Quand j’aurais été grande, j’aurais appris à lire avec mon grand-père parce que j’aurais voulu faire comme métier colporteur, avec un chapeau et un col bien blanc, des bottes de cuir souple, mais sans la barbe. J’aurais parcouru les chemins du royaume de France, avec ma petite caisse d’osier aux sangles de coton dans laquelle auraient été empilés des livres reliés de cuir, des pamphlets contre le roi, des bibles en papier bible, des textes de chansons paillardes, des contes du Poitou, des légendes de Bretagne et des poèmes, destinés à être vendus dans les foires et marchés. Ce métier, certes peu rentable, m’aurait toutefois procuré des mollets d’acier et d’élégantes rides dues à la vie au grand air. En été, je me serais reposée dans l’ombre d’un grand chêne pour manger un peu de fromage et de pain et pour lire un roman avant de m’en séparer à la prochaine foire. En hiver je me serais enveloppée d’un vaste châle de soie, cadeau d’un de mes oncles marin de la Compagnie des Indes, et, une fois à l’auberge, au coin du feu j’aurais avalé un brouet bien brûlant versé sur une large tranche de pain bis. Sous la pluie, une solide toile huilée m’aurait gardée, moi et mes livres, bien au sec. Parfois, j’aurais rencontré au marché des paysans pauvres et analphabètes qui m’auraient invitée à partager leur soupe et, en échange, je leur aurait lu des passages de contes. Parfois j’aurais rencontré quelque hobereau érudit désirant une édition complète des sonnets de Joachim du Bellay que, promis, je lui aurais rapportée le mois prochain. Parfois j’aurais rencontré un bandit de grand chemin me dévalisant de mes quelques deniers et à qui j’aurais en plus donné un livre, “Si, si prenez-le, lisez-le et ensuite donnez-le à un autre coquin !”. Parfois j’aurais rencontré un chevalier désargenté qui, illettré, aurait voulu m’emmener dans son manoir afin que je lui lise Homère, surtout l’Odyssée et en particulier l’épisode des Sirènes, dans sa grande salle aux courants d’air. J’aurais pu enfin m’acheter un âne qui m’aurait aidée à transporter mon fond de commerce et mes quelques effets personnels.

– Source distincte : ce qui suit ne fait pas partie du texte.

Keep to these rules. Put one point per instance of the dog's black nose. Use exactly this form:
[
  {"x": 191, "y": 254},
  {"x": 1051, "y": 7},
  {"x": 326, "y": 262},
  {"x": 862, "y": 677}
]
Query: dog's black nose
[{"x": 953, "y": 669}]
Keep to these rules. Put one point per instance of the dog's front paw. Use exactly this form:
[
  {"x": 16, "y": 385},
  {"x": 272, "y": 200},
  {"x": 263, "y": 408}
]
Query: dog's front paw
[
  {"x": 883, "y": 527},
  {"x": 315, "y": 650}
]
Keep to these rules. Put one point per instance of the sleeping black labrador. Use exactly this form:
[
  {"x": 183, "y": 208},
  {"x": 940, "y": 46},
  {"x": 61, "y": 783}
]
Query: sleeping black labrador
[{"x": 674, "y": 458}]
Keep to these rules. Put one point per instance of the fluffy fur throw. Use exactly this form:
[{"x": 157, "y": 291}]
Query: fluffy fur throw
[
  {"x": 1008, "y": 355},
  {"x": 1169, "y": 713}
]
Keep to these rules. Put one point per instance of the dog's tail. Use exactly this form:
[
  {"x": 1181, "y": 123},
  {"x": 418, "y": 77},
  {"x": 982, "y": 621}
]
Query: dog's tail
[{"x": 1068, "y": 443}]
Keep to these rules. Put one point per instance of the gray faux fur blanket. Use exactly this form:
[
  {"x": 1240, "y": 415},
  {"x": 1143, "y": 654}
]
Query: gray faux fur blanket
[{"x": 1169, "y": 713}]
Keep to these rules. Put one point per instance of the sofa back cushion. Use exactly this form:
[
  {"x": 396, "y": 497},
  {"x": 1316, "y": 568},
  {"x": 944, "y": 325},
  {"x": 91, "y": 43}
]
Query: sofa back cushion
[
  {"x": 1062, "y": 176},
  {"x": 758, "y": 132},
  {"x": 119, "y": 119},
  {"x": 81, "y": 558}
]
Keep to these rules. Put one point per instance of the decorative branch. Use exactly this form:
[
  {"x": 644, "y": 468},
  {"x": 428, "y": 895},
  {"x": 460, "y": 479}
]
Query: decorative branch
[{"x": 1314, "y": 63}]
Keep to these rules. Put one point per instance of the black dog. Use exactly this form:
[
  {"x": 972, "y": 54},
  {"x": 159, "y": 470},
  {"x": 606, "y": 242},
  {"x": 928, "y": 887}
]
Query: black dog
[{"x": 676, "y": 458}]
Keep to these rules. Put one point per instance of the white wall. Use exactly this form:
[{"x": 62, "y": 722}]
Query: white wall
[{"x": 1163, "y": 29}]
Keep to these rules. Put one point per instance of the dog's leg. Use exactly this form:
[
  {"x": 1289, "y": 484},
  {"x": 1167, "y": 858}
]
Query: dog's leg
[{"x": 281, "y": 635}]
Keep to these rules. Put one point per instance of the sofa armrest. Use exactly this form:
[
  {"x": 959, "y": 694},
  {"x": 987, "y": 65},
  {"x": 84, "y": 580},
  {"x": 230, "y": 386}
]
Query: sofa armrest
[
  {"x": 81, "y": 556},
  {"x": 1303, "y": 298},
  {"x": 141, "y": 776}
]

Ma vie sur les routes du royaume de France aurait été faite de surprises mais surtout de rencontres, parfois infortunées mais souvent magiques, tendres ou passionnées.
Joachim du Bellay (1522-1560)
Je pense que ce métier aurait effectivement été idéal pour toi, je t’imagine tout à fait… Mais en fait, tu n’en es pas si loin, non?!
Moi, j’aurais appris la musique et j’aurais fait Cole Porter.
chanson souvenir qui revient à ma mémoire
Le colporteur qui vend des épinglettes,
Des savonnettes et du papier à beurre
Et des images où l’on voit des gendarmes à la moustache en fleur,
Et Cendrillon et la mousse d’été
La fée noire et blanche
Et le grillon qui vit toujours caché.
Reviendra t’il au début du printemps
Et l’hirondelle reviendra t’elle ?
Reviendra t’il, car je l’attends de tout mon cœur
Le colporteur.
(Jacques Douai)
Il est beau ton rêve… Et comme dis Septentria, c’est un “métier” que tu fais déjà un peu…
Cette vie là, Villon l’a eue, selon Jean Teulé … en plus méchant, plus noir, plus dangereux encore. Et puis colporteur c’est aussi le magasin Zinzin de Frédéric Clément, avec en plus des livres, des échantillons d’histoire : une écharde du rouet de Cendrillon, un petit pois de la Princesse, etc …Belle vie que voilà, difficile sans doute, mais “marchande de rêve” quelle affaire !
Hélène, sur Villon, lisez plutôt le livre de Jean Favier (Fayard, je crois), plutôt que cet escroc de Teulé, qui invente ce qu’il ne sait pas - et que personne ne sait, d’ailleurs.
Didier, peut-être Teulé est-il un escroc, mais il a foutrement du talent et ses inventions m’ont bien plu, qui m’ont transportée dans une atmosphère romanesque passionnante. Mais bien sûr, je me procurerai votre Favier qui est bien chez Fayard. Je profite du blog de Larkéo pour vous dire que je ris souvent quand je lis vos messages, mais je ne laisse pas de commentaires car je n’y arrive pas dans le système utilisé pour votre blog.